УРАЛЬСКАЯ ПРОЗА. МАМИН — СИБИРЯК. ВАРНАКИ
Рассказы и повести дореволюционных писателей Урала
Успенский завод в 1888 году. В наше время это село Заводоуспенское Тугулымского района Свердловской области.
Д.Н. Мамин-Сибиряк. Варнаки
Осенью 1888 года мне случилось побывать в Успенском заводе (Тобольской губ.), и там между прочим я случайно наткнулся на очень интересный материал из недавнего прошлого, о котором стоит сказать несколько слов.

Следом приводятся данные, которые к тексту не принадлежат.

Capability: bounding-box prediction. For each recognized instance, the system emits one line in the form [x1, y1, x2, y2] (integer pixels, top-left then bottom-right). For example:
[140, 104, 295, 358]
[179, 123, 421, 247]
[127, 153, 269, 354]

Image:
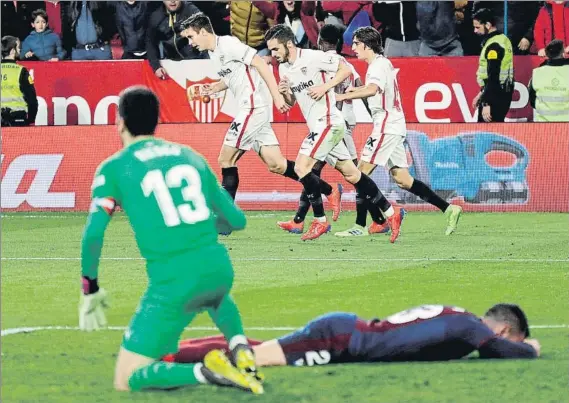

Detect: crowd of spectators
[1, 0, 569, 75]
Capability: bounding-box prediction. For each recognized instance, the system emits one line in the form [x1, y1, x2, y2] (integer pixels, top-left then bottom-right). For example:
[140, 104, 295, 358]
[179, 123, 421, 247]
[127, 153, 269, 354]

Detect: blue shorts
[278, 313, 357, 366]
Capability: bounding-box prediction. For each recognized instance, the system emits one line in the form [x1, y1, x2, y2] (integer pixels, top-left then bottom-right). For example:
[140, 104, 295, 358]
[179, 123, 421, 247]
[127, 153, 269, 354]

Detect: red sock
[162, 336, 262, 364]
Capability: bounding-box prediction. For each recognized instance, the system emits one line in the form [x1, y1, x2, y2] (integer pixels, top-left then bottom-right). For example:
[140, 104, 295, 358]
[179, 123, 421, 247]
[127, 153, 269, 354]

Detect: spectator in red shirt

Дело в том, что этот Успенский завод — место упраздненной каторги, и всё население сложилось из бывших каторжан. На Урале таких каторг существовало несколько: в Богословском заводе, в Березовском заводе, а затем в Камышловском уезде — Ертарский завод. Успенский завод служил преддверием уже настоящей сибирской каторге.
В Богословском и Березовском заводах каторжане работали разную «горную работу», а в Ертарском и Успенском существовали казенные винокуренные заводы, сдававшиеся в аренду партикулярным лицам. Каторжная казенная водка — это уже одно достаточно говорит за себя.
Успенский завод был основан в семидесятых годах прошлого столетия знаменитым уральским заводчиком Максимом Походяшиным. В 1792 году наследники Походяшина передали завод «в казенное содержание», а казна устроила здесь каторгу: два острога — мужской и женский и казармы на 200 человек солдат.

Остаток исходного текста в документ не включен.